My top-five favorite films of all time, for no other reason than I am a nerd and I like to make top five lists.
5. Wonder Boys:
It's Michael Douglas's portrayal of the world weary, mildly amused, and reverse-writer's-blocked Grady Tripp that keeps me coming back to this movie. I think it's his best performance by far. I've always been attracted to the existential crisis; be it triggered by mid-life or some other stimulus, and everyone in this movie is in crisis. To one extent or another, they all seem to get that life is a very dry joke--without the guarantee of a punchline--that is being played on them; It's encouraging to see how they all muddle through.
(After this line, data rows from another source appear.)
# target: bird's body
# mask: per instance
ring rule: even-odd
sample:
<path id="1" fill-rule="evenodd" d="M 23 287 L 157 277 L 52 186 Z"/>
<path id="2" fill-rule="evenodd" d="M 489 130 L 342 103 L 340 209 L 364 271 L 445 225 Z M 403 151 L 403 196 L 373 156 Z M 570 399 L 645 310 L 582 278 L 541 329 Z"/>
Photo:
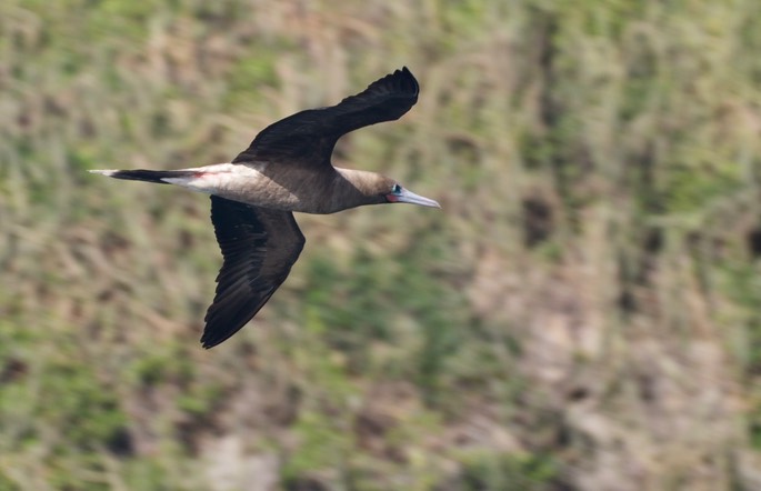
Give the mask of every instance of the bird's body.
<path id="1" fill-rule="evenodd" d="M 232 162 L 92 172 L 211 194 L 211 220 L 224 258 L 201 338 L 211 348 L 246 325 L 288 277 L 304 244 L 292 212 L 333 213 L 388 202 L 439 207 L 392 179 L 330 162 L 341 136 L 399 119 L 417 100 L 418 82 L 404 68 L 337 106 L 269 126 Z"/>

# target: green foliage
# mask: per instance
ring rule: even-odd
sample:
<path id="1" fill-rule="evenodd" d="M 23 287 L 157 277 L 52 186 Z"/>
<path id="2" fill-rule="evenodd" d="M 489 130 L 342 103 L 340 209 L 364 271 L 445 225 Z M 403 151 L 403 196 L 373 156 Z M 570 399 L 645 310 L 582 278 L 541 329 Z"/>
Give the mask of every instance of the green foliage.
<path id="1" fill-rule="evenodd" d="M 0 489 L 742 481 L 761 3 L 297 3 L 0 6 Z M 289 281 L 200 350 L 208 199 L 86 170 L 226 161 L 400 64 L 419 103 L 337 164 L 444 209 L 299 218 Z"/>

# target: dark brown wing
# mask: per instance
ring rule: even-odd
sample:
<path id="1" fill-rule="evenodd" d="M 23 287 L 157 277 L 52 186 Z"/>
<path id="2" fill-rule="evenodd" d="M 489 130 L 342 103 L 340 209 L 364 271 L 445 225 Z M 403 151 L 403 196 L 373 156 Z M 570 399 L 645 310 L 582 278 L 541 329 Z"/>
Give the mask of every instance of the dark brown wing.
<path id="1" fill-rule="evenodd" d="M 204 319 L 203 348 L 230 338 L 257 314 L 286 281 L 306 242 L 290 211 L 212 196 L 211 221 L 224 260 Z"/>
<path id="2" fill-rule="evenodd" d="M 337 106 L 308 109 L 270 124 L 232 163 L 274 160 L 279 163 L 330 164 L 330 154 L 341 136 L 401 118 L 418 101 L 418 81 L 404 67 Z"/>

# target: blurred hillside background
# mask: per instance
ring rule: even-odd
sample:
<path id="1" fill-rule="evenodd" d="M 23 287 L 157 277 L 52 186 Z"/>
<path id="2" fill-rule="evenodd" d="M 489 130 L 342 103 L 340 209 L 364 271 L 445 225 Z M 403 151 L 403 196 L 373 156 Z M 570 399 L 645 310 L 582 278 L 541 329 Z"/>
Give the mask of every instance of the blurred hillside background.
<path id="1" fill-rule="evenodd" d="M 407 64 L 198 342 L 229 161 Z M 761 489 L 758 0 L 0 2 L 0 490 Z"/>

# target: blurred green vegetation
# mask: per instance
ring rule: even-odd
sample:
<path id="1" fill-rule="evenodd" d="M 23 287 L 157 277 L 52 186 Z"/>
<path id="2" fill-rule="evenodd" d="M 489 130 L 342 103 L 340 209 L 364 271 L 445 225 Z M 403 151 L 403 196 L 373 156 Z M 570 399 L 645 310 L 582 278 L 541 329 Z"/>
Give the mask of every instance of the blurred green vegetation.
<path id="1" fill-rule="evenodd" d="M 761 3 L 6 0 L 1 490 L 761 488 Z M 336 162 L 443 204 L 300 216 L 198 344 L 228 161 L 407 64 Z"/>

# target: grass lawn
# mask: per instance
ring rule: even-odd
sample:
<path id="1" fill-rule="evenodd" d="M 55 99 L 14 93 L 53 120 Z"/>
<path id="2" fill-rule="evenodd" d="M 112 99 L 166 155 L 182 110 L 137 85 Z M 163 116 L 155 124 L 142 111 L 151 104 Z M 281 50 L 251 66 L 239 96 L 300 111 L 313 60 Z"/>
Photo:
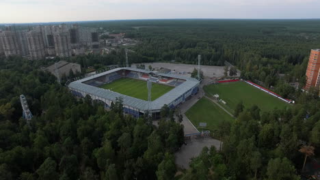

This movie gives me hope that people can sustain a sense of meaning into later life.
4. The Princess Bride:
'You killed my father, prepare to die'
'Have fun storming the castle!'
'You keep using that word. I do not think it means what you think it means.'
'Anybody want a peanut?'
If you've seen this movie, I don't have to explain its awesomeness to you. It's the best movie to watch when you're in bed with the flu, and it's also a film that you are obligated by all that is right and good to show to your kids while they are still young.
3. Melinda & Melinda:
I’ve always wanted to write an essay about Woody Allen’s films, but I can’t, because I wouldn’t be able to avoid gushing. He’s a genius. He’s the great moralist of our time, and the modern heir to Shakespeare. See? I’m gushing. It’s unattractive.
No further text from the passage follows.